From Bloomberg: China’s Consumer Prices Decline 1.4%, Aiding Recovery Efforts.
Excerpts:
China’s consumer prices fell for a fourth month, making it easier for the government to maintain its “moderately loose” monetary policy to revive the economy.
Prices dropped 1.4 percent in May from a year earlier, after falling 1.5 percent in April, the statistics bureau said today. The median estimate in a Bloomberg News survey of 16 economists was for a 1.3 percent decline. Producer prices fell 7.2 percent, the most on record. . .
Energy-price increases may help to end deflation by year’s end, said economist (Sherman) Chan.
DoctoRx here. I would comment that since China imports most of its oil, price increases in energy may end deflation, but it would be ending the "good" deflation and replacing it with "bad" inflation.
Out of Japan comes similar deflationary news, in Japan Machine Orders Slide as Companies Cut Costs, as demonstrated:
Orders for Japanese machinery fell to a 22-year low in April as dwindling profits forced companies to cut costs amid the worst postwar recession.
Bookings, an indicator of capital investment in the next three to six months, fell 5.4 percent to 688.8 billion yen ($7.1 billion), the lowest since April 1987, the Cabinet Office said today in Tokyo. Economists predicted a 0.6 percent drop.
A separate report today showed that producer prices, or the costs companies pay for energy and raw materials, tumbled 5.4 percent from a year earlier, the biggest slide since 1987, according to the Bank of Japan. . .
Still, even after showing signs of stabilizing, exports and production have fallen by more than a third from last year’s levels.
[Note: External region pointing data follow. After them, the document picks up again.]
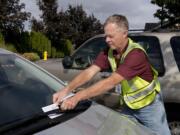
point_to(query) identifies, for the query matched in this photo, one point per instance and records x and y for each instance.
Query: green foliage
(11, 47)
(169, 9)
(53, 52)
(73, 24)
(31, 56)
(67, 48)
(1, 39)
(40, 43)
(25, 45)
(12, 16)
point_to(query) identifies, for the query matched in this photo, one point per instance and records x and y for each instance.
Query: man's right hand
(58, 96)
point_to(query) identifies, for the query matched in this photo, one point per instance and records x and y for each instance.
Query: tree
(51, 20)
(11, 16)
(169, 10)
(59, 26)
(81, 26)
(11, 20)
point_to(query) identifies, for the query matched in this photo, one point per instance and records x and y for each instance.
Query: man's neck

Only about half the nation’s factory capacity is being used, putting pressure on managers to cut costs and delay investments.
A survey published this week by the Nikkei newspaper showed that Japanese companies plan to cut capital spending by an unprecedented 15.9 percent this business year.
You get the picture. There is oversupply of almost everything right now. The five years from 2003-7 were perhaps the strongest five years of growth in world history. Outside of the U. S., massive investment in productive capacity, much of it for consumers in the West, occurred. In the U. S., Britain, Spain, and Australia, massive overinvestment and speculation in homes occurred.
Governments and central banks could of course cause inflation simply by mandating an extra zero on every salary, transaction, etc. That would, however, destroy the financial system. It is not going to happen. Debt deflation and price competition is everywhere. The price rises in oil and some other commodities is so speculative as to provide no signal as to where prices will be in 1, 3 or 6 months time.
Global interest rates are the lowest in the history of the modern world for a reason. That reason has to go beyond central bank manipulation. Inflation will return, and at some point with a vengeance, for sure. When is impossible to predict.